“Connection—the ability to feel connected—is neurobiologically how we are wired. It’s why we’re here.”
– Brené Brown, PhD
When I was in high school, I usually spent my lunch hour in one of two places: the music wing or the Theory Center, which was a tiny room in between my physics and chemistry classrooms (it sounds way more high tech than it actually is, I assure you. Only one of the five computers in there worked). At the time, and even until very recently, I described this habit pretty negatively to myself: I need to practice or do work – I can’t socialize in the cafeteria. Or I don’t have even friends to socialize with in the cafeteria. Or I am a nerd. Or high school is just a mean place to be endured and I am surviving.
But during these lunch hours, I usually didn’t practice and if I did homework, it was busy work because I was talking with the other people who came for the same sense of belonging that I did. Of course, I did not use this positive and normalizing language of connection, belonging and community before this year. What I did know before this year was that in the band room, or the Theory Center, or the many other places to which I have returned over the years, is where someone would ask where I had been if I hadn’t been there the day before.
I am deeply grateful for the opportunity to have served this past year as the Americorps VISTA with Growing Up Healthy. It was a year of digging deep into building community and social connectedness. Seeing, on the ground, how this connectedness and sense of belonging so strongly impacts health and wellbeing has changed how I map my past, engage with the present and anticipate my future, both personally and professionally. We are, truly, wired to connect.
What I know now about my high school lunch periods is that I sought out positive connection in those places because it is so vital to health and wellbeing. Social support and perception of connectedness cannot be taken for granted. Social isolation is a potent and growing physical and mental health risk. Like other health risks, it disproportionately affects elderly, low-income, and minority populations. Furthermore, these groups are also the fastest growing populations in the United States. The concept of social connectedness seems simple, but its absence is a growing public health issue.
I don’t mean to make gross exaggerations or black and white claims that positive relationships or a sense of belonging make or break a person. But I do strongly believe that we underestimate their impact on our physical and mental health, general wellbeing and success in life. Several studies have shown perceived social support to very positively influence health outcomes. More anecdotally, I don’t think anyone can recall a success in their life where some level of social support – be it one person or many – didn’t play a role.

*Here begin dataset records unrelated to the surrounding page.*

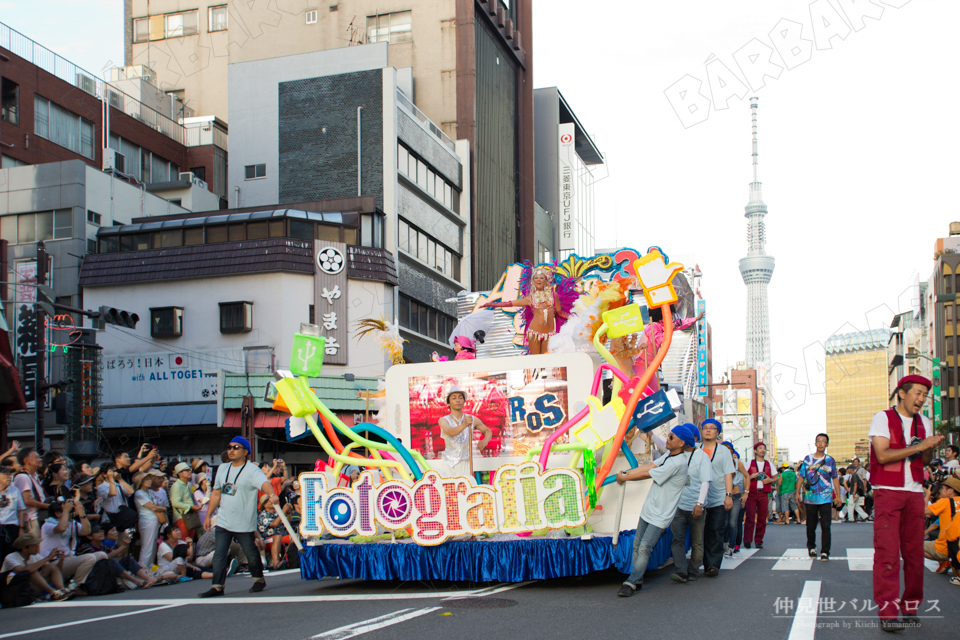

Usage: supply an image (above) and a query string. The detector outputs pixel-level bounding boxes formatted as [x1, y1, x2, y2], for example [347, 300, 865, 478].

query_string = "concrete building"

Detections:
[124, 0, 537, 290]
[229, 43, 471, 362]
[533, 87, 604, 261]
[825, 327, 890, 463]
[0, 23, 227, 198]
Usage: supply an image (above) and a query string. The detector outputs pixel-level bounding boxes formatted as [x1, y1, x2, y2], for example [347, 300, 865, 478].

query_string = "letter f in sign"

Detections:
[633, 247, 683, 309]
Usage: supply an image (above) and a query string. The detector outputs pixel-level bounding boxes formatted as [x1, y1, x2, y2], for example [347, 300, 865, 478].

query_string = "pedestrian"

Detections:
[797, 433, 840, 562]
[617, 425, 695, 598]
[200, 436, 280, 598]
[670, 423, 713, 582]
[743, 442, 777, 549]
[690, 418, 736, 578]
[869, 375, 943, 631]
[720, 440, 747, 558]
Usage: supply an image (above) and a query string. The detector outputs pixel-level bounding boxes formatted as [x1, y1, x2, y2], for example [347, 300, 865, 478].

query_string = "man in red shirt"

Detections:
[869, 375, 943, 631]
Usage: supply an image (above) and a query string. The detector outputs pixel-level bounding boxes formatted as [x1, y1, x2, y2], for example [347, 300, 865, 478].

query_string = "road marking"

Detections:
[773, 549, 813, 571]
[847, 549, 873, 571]
[310, 607, 443, 640]
[788, 580, 820, 640]
[0, 600, 180, 638]
[720, 549, 760, 569]
[32, 580, 536, 609]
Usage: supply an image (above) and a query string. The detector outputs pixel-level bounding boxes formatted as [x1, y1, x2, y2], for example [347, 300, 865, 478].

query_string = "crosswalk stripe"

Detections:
[772, 549, 813, 571]
[847, 549, 873, 571]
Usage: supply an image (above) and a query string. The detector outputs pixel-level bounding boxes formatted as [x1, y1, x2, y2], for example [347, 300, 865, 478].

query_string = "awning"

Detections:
[223, 410, 363, 429]
[101, 403, 217, 429]
[0, 331, 27, 411]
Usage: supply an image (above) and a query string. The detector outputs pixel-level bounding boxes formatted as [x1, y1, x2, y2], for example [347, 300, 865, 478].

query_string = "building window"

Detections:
[367, 11, 413, 44]
[207, 4, 230, 32]
[163, 9, 200, 38]
[150, 307, 183, 338]
[33, 96, 93, 160]
[220, 302, 253, 333]
[397, 220, 460, 280]
[399, 293, 457, 342]
[0, 78, 20, 124]
[243, 164, 267, 180]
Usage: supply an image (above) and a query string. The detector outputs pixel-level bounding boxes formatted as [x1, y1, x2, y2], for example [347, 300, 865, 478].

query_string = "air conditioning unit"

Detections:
[103, 147, 127, 173]
[77, 73, 97, 96]
[179, 171, 209, 191]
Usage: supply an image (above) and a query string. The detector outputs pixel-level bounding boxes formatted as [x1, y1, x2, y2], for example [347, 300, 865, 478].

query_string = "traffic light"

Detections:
[100, 307, 140, 329]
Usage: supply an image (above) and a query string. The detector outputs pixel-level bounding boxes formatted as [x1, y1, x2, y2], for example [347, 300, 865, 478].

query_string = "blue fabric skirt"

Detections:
[300, 528, 676, 582]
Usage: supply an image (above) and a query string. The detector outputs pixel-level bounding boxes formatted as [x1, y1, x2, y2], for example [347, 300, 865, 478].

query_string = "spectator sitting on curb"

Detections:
[0, 533, 74, 602]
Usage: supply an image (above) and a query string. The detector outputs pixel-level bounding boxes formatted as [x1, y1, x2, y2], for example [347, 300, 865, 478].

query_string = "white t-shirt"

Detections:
[13, 473, 47, 520]
[0, 551, 43, 572]
[40, 518, 80, 556]
[213, 462, 267, 533]
[869, 411, 933, 493]
[0, 484, 27, 524]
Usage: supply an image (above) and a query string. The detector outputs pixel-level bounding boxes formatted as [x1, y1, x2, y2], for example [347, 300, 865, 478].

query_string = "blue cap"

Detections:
[230, 436, 253, 456]
[670, 424, 696, 447]
[700, 418, 723, 433]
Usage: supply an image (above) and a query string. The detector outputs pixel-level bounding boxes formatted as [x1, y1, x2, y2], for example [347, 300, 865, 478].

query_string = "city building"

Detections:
[0, 23, 227, 198]
[533, 87, 604, 262]
[825, 327, 890, 463]
[921, 222, 960, 442]
[124, 0, 537, 290]
[229, 42, 472, 362]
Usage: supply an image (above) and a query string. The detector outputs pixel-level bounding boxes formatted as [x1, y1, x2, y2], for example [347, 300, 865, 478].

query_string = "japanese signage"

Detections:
[300, 461, 586, 545]
[103, 349, 229, 406]
[697, 300, 710, 396]
[313, 240, 348, 364]
[557, 123, 577, 251]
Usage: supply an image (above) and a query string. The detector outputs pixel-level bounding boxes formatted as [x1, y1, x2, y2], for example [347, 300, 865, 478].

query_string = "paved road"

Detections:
[0, 524, 960, 640]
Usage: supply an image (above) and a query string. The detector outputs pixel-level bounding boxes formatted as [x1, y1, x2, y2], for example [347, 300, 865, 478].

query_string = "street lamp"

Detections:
[903, 352, 945, 428]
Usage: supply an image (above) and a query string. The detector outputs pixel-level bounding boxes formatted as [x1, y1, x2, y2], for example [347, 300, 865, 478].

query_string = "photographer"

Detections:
[40, 500, 101, 595]
[869, 375, 943, 631]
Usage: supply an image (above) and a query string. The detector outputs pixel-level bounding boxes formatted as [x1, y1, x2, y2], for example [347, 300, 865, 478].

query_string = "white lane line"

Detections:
[787, 580, 820, 640]
[772, 549, 813, 571]
[720, 549, 760, 569]
[31, 580, 536, 609]
[0, 600, 180, 638]
[310, 607, 443, 640]
[847, 549, 873, 571]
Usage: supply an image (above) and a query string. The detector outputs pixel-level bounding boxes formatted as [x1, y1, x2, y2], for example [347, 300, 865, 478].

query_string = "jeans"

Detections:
[623, 518, 663, 587]
[670, 509, 707, 573]
[723, 494, 741, 549]
[690, 504, 727, 571]
[803, 502, 833, 555]
[213, 527, 263, 589]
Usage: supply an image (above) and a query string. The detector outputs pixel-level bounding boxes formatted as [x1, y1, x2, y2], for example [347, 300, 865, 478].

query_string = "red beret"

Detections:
[897, 374, 933, 390]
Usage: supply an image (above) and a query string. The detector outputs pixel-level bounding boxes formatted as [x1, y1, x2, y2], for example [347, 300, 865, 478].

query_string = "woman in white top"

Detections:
[133, 474, 166, 569]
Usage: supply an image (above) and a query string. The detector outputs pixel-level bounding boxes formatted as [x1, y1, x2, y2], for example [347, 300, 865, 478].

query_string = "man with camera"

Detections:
[200, 436, 280, 598]
[869, 375, 943, 631]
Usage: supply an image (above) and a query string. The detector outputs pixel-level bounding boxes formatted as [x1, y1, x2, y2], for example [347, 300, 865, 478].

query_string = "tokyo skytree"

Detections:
[740, 98, 774, 370]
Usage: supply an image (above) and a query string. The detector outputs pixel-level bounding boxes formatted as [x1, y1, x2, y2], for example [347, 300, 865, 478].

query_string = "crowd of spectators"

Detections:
[0, 442, 300, 606]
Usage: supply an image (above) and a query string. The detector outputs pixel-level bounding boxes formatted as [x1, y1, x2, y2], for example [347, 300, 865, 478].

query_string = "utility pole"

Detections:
[34, 240, 47, 454]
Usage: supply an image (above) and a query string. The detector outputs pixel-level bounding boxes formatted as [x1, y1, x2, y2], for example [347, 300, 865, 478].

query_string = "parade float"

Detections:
[267, 247, 693, 582]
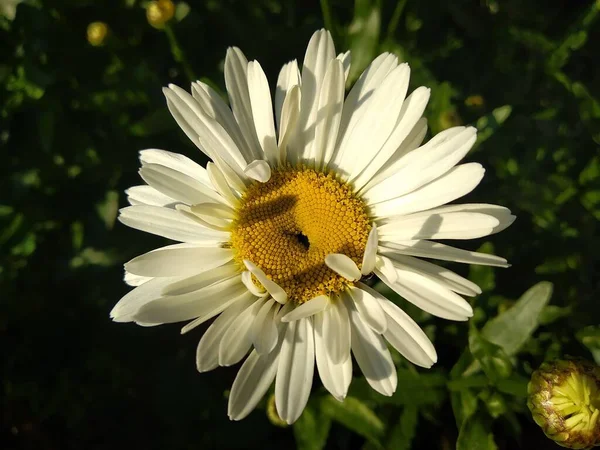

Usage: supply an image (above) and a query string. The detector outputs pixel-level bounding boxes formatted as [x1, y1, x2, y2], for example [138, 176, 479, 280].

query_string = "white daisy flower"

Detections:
[111, 30, 514, 423]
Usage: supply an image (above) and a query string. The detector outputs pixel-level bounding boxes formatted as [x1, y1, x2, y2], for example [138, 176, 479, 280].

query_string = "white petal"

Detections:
[292, 30, 335, 162]
[224, 47, 262, 160]
[360, 224, 379, 275]
[192, 81, 254, 161]
[339, 64, 410, 180]
[123, 271, 153, 286]
[250, 299, 279, 355]
[348, 288, 387, 334]
[242, 270, 267, 297]
[125, 244, 233, 277]
[346, 299, 398, 397]
[281, 295, 329, 322]
[364, 116, 429, 192]
[353, 87, 430, 190]
[119, 205, 228, 242]
[140, 164, 223, 205]
[275, 318, 315, 424]
[206, 153, 247, 194]
[379, 240, 510, 267]
[196, 295, 256, 372]
[175, 203, 231, 232]
[190, 203, 233, 231]
[375, 255, 398, 283]
[206, 162, 239, 207]
[315, 317, 352, 402]
[227, 350, 279, 420]
[219, 299, 265, 366]
[314, 297, 350, 364]
[379, 296, 437, 368]
[379, 212, 500, 241]
[180, 292, 251, 334]
[110, 277, 181, 322]
[163, 84, 247, 171]
[363, 127, 477, 203]
[375, 269, 473, 321]
[275, 59, 300, 130]
[247, 61, 279, 164]
[325, 253, 361, 281]
[332, 53, 398, 171]
[337, 50, 352, 82]
[140, 148, 210, 187]
[244, 159, 271, 183]
[161, 263, 239, 296]
[371, 163, 485, 217]
[389, 253, 481, 297]
[279, 86, 300, 163]
[133, 276, 247, 323]
[314, 59, 345, 168]
[190, 203, 236, 220]
[125, 185, 177, 208]
[244, 259, 288, 304]
[418, 203, 516, 234]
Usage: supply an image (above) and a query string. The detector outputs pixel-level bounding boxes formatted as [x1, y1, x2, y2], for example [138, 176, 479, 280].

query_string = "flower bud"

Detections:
[87, 22, 108, 47]
[146, 0, 175, 28]
[267, 394, 288, 428]
[527, 359, 600, 449]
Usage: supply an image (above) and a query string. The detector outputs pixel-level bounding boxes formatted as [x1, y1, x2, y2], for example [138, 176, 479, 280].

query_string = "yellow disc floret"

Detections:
[231, 167, 371, 303]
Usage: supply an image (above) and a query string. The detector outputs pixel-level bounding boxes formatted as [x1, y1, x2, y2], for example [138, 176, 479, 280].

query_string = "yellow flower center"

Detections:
[550, 374, 600, 432]
[231, 167, 371, 303]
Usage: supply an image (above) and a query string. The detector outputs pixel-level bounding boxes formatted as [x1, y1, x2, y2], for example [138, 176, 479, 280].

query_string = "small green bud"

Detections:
[86, 22, 109, 47]
[527, 359, 600, 449]
[267, 394, 288, 428]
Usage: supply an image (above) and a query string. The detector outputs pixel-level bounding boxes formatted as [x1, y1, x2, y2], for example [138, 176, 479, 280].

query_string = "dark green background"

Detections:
[0, 0, 600, 449]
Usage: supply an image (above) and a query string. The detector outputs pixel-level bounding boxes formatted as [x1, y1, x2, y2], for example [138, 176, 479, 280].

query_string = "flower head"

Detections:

The exciting piece of this work is that building connectedness doesn’t have to be expensive. Where positive social connections happen has surprisingly less to do with place or ‘external environment’ than it does the quality of social support and perceived connectedness experienced at a certain place. (Really, the band room floor wasn’t the most comfortable for eating compared to the cafeteria tables). I’ve seen neighbors regularly gather in a local park every week on a Sunday evening. It is the people and conversation that are important – community centers are little more than buildings if there is not very intentional work to make it a welcoming, inclusive and supportive venue.
Rice County is so fortunate to have the Growing Up Healthy Initiative in the community. This is a unique network of people is tasked solely to build connections within and between groups of people and organizations, to make the entire community more welcoming and welcomed, supporting and supported. I am looking forward to seeing GUH grow in the coming years, both in terms of its grassroots and organizational reach. Building these social connections – and not just in “band room” pockets but across geographic, cultural, social and economic groups – will lead to a healthy, resilient, and thriving Rice County community.
So as a few “see you later” words, I encourage you to reflect, as I have done over this past year, about the social connections in your own life: Where do you find a sense of connection and belonging? What are the places you go back to? What does it feel like? What are you doing to open up yourself and your community for this protecting and empowering connections?